The fee expires after 12 months absent an extension, on September 21, 2026. Until then, the administration’s order stands as a temporary but far-reaching restriction on new foreign hiring through the H-1B visa program.
Litigation is already underway. Legal challenges from 20 states allege violations of the Administrative Procedure Act.
Those cases add another layer of uncertainty for employers, workers, and schools watching the program. Agency guidance on payments and exceptions also remains pending, leaving companies to prepare for compliance while courts review the policy.
The new structure may redraw which employers can compete for H-1B talent. Large institutions with deeper budgets may absorb the fee more easily, while smaller firms and IT outsourcing firms face a hurdle that can outweigh the economics of a hire.

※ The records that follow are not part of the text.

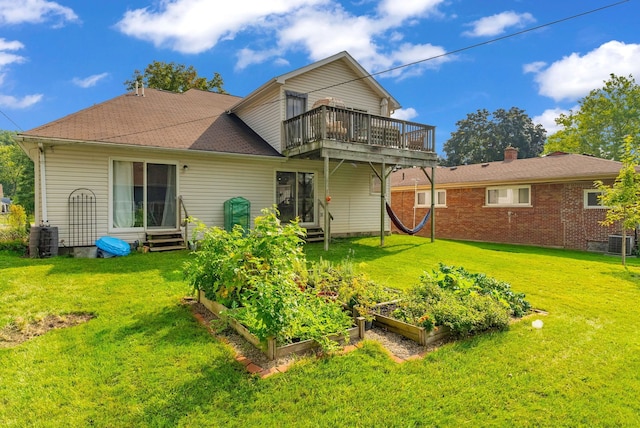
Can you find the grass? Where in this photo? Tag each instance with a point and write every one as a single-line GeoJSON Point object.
{"type": "Point", "coordinates": [144, 361]}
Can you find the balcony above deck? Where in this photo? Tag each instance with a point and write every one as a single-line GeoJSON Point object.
{"type": "Point", "coordinates": [342, 133]}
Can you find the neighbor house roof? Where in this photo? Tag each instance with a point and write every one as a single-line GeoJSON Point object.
{"type": "Point", "coordinates": [341, 56]}
{"type": "Point", "coordinates": [551, 168]}
{"type": "Point", "coordinates": [193, 120]}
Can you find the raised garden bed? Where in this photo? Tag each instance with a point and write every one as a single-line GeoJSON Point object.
{"type": "Point", "coordinates": [271, 348]}
{"type": "Point", "coordinates": [415, 333]}
{"type": "Point", "coordinates": [418, 334]}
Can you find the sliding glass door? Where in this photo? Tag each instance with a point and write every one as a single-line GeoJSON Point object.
{"type": "Point", "coordinates": [144, 195]}
{"type": "Point", "coordinates": [295, 196]}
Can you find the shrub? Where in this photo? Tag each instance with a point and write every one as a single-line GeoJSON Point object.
{"type": "Point", "coordinates": [14, 237]}
{"type": "Point", "coordinates": [17, 219]}
{"type": "Point", "coordinates": [352, 289]}
{"type": "Point", "coordinates": [461, 282]}
{"type": "Point", "coordinates": [469, 314]}
{"type": "Point", "coordinates": [467, 303]}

That shift could reverberate in sectors beyond technology. Health systems that rely on foreign professionals, especially in places with thinner labor pools, may confront new recruiting constraints if a petition begins with a $100,000 fee.
The administration’s stated goal is to curb practices it says undercut U.S. workers. By tying payment verification to entry, petition decisions, and visa stamping, it built the fee into each stage that matters for getting a worker to the job.
The practical result is not limited to a higher filing cost. The measure can prevent a petition from being approved, stop a visa from being issued, or block entry if the government does not verify payment.
That gives agencies a direct enforcement mechanism. CBP, USCIS, and the Department of State each play a role in checking compliance, making the fee a gate at multiple points rather than a single transaction.
For current H-1B workers, the exemptions narrow the immediate reach of the proclamation. Renewals are excluded, as are workers with validly issued visas and petitions approved before September 21, 2025.
For employers planning to bring in someone from abroad for the first time, the calculation is different. A single new case now carries a six-figure charge before the usual questions of wages, timing, or visa availability come into play.
The White House framed that as a response to business models built around cheaper imported labor. Critics, meanwhile, expect discretionary exemptions could favor administration allies, while health groups are tracking how the policy could affect shortages.
Those competing pressures now sit inside a system already set for further change. If DHS rewrites the lottery around high-skilled, high-paid workers and DOL raises prevailing wages, the cost of participating in the H-1B visa program may rise even for employers untouched by the first wave of the new fee.
Until agencies publish more guidance, companies seeking overseas talent must work case by case. They will need to document payment, assess whether an exemption applies, and follow the court fights and agency actions that could reshape the rule before its September 21, 2026 expiration.